Infants were assigned randomly to either being held by their mothers in whole body, skin-to-skin contact or to no intervention (swaddled in crib) during a standard heel lance procedure.
The effectiveness of the intervention was determined by comparing crying, grimacing, and heart rate differences between contact and control infants during and after blood collection.
Crying and grimacing were reduced by 82% and 65%, respectively, from control infant levels during the heel lance procedure. Heart rate also was reduced substantially by contact.

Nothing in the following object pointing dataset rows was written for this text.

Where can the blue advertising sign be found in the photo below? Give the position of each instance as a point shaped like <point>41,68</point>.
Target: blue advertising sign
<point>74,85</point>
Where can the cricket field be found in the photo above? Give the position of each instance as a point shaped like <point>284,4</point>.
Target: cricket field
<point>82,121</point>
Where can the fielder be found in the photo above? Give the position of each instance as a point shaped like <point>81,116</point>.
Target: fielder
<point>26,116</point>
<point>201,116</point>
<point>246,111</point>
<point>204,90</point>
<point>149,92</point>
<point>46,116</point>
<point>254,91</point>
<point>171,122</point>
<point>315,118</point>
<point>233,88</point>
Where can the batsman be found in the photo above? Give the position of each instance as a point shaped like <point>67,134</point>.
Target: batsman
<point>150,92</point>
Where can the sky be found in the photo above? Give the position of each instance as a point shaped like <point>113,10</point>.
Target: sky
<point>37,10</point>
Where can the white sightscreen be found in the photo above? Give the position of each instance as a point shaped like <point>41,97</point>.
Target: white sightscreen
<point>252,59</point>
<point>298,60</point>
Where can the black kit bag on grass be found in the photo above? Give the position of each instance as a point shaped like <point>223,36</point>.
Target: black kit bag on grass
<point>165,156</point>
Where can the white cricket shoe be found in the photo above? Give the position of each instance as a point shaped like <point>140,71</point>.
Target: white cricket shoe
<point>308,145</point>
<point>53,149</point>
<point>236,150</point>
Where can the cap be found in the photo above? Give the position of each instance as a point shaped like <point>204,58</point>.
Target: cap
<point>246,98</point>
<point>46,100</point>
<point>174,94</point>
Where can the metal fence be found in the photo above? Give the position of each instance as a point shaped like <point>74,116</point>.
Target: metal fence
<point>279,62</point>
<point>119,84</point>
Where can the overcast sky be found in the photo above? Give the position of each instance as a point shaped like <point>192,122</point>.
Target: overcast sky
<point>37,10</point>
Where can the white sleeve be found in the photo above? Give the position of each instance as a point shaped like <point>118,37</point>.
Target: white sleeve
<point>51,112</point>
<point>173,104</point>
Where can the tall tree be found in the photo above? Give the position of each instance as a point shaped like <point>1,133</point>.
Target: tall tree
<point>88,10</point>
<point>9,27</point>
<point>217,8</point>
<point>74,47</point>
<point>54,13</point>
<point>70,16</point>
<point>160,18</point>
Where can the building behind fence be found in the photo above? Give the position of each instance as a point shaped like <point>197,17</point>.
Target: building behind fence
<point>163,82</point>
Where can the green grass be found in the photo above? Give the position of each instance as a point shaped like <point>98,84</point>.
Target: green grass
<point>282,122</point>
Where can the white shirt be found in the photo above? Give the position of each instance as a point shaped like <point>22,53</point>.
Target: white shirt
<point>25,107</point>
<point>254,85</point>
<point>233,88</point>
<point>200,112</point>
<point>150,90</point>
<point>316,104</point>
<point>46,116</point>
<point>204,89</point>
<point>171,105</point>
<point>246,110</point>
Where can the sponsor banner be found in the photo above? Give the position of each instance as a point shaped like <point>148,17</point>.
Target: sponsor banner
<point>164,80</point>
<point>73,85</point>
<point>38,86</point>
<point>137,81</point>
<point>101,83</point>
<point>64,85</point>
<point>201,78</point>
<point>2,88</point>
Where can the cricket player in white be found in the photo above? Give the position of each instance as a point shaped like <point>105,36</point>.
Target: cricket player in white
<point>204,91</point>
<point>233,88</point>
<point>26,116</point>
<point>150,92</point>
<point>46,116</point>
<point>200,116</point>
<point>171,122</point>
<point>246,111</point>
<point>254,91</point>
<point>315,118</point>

Skin-to-skin contact is a remarkably potent intervention against the pain experienced during heel stick in newborns.
Comments
further studies please
Congratulations, this is a great subject for research. It would be more impressive and could be taken seriously if your sample size was at least 100 babies and moms. Also, if your control babies were dressed and held by their mothers compared to the skin-to-skin babies who were held. Please do a further randomised controlled trial with a large number of babies. Thank you and good luck with the next.
Where's the control?
I am unimpressd with Larry Gray, Lisa Watt, and Elliott M. Blass' study of newborns. Instead of comparing swaddled, cribbed infants with infants held skin-to-skin to their mothers, the study should have compared clothed babies that were held to skin-to-skin held babies. Do you see? This study is not properly controlled. I can't believe it even received funding. Go back to Statistics 101 please.